I also had the pleasure of taking classes at SS. Cyril and Methodius Byzantine Catholic Seminary.  One of the professors, Father David Petras, had a tremendous impact on me.  Father David served on my dissertation committee, and taught me a great deal about liturgy and ecumenism.  I also became friends with a Ukrainian Catholic priest who served in Ireland, Archimandrite Serge Kelleher of blessed memory.  Father Serge was very wise, and taught me what it really means to be an Eastern Christian in communion with Rome – with the challenges that it entails.
After completing my doctorate, I was blessed with my dream job.  I teach theology at a small Catholic college in central Pennsylvania, Mount Aloysius.  I go to work and teach people about God, and I love every minute of it.  

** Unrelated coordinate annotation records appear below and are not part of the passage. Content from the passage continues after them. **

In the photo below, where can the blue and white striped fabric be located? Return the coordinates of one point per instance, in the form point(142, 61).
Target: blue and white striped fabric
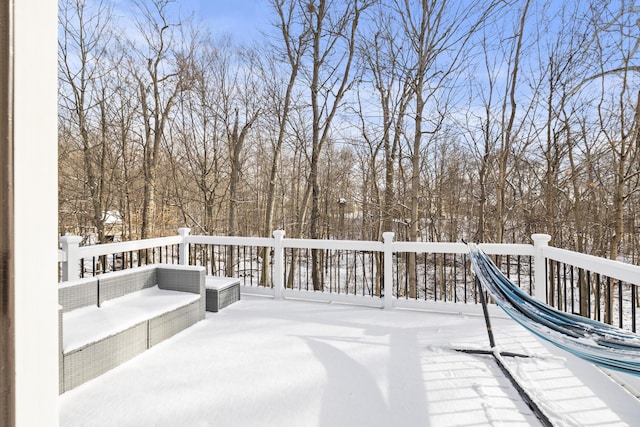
point(596, 342)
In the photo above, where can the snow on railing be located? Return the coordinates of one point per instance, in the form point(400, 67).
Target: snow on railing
point(594, 287)
point(420, 273)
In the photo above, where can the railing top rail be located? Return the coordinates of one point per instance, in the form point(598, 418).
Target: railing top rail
point(133, 245)
point(615, 269)
point(229, 240)
point(356, 245)
point(507, 249)
point(461, 248)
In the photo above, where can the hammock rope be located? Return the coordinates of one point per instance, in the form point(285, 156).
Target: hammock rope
point(594, 341)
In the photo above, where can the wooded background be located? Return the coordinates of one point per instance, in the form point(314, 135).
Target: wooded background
point(439, 120)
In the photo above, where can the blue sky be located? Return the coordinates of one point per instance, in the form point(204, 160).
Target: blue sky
point(242, 18)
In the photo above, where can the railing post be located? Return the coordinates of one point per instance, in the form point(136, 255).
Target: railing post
point(183, 251)
point(71, 264)
point(388, 269)
point(278, 264)
point(540, 278)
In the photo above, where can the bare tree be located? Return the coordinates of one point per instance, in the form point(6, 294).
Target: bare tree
point(161, 68)
point(83, 63)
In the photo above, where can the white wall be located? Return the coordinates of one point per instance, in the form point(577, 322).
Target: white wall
point(35, 171)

Do you have any hobbies?  What do you do when you’re not teaching theology?
I spend a lot of time with my family, raising two wonderful children.  My wife, Vanessa is a life-long Greek Catholic, and she has a deep love for the faith.  Vanessa’s grandmother was a cantor who spent her life serving the church, and Vanessa seeks to follow her example.
For fun, I enjoy working with computers.  I have several websites that I design and manage.  One of the websites, From East to West, is dedicated to teaching Western Christians about Eastern Catholicism.  
My other primary website, Mythic Scribes, is a community of fantasy writers.  I love reading and writing fantasy fiction, and Mythic Scribes is a wonderful place to explore that interest.

Many thanks to Dr. Anthony Dragani for sharing!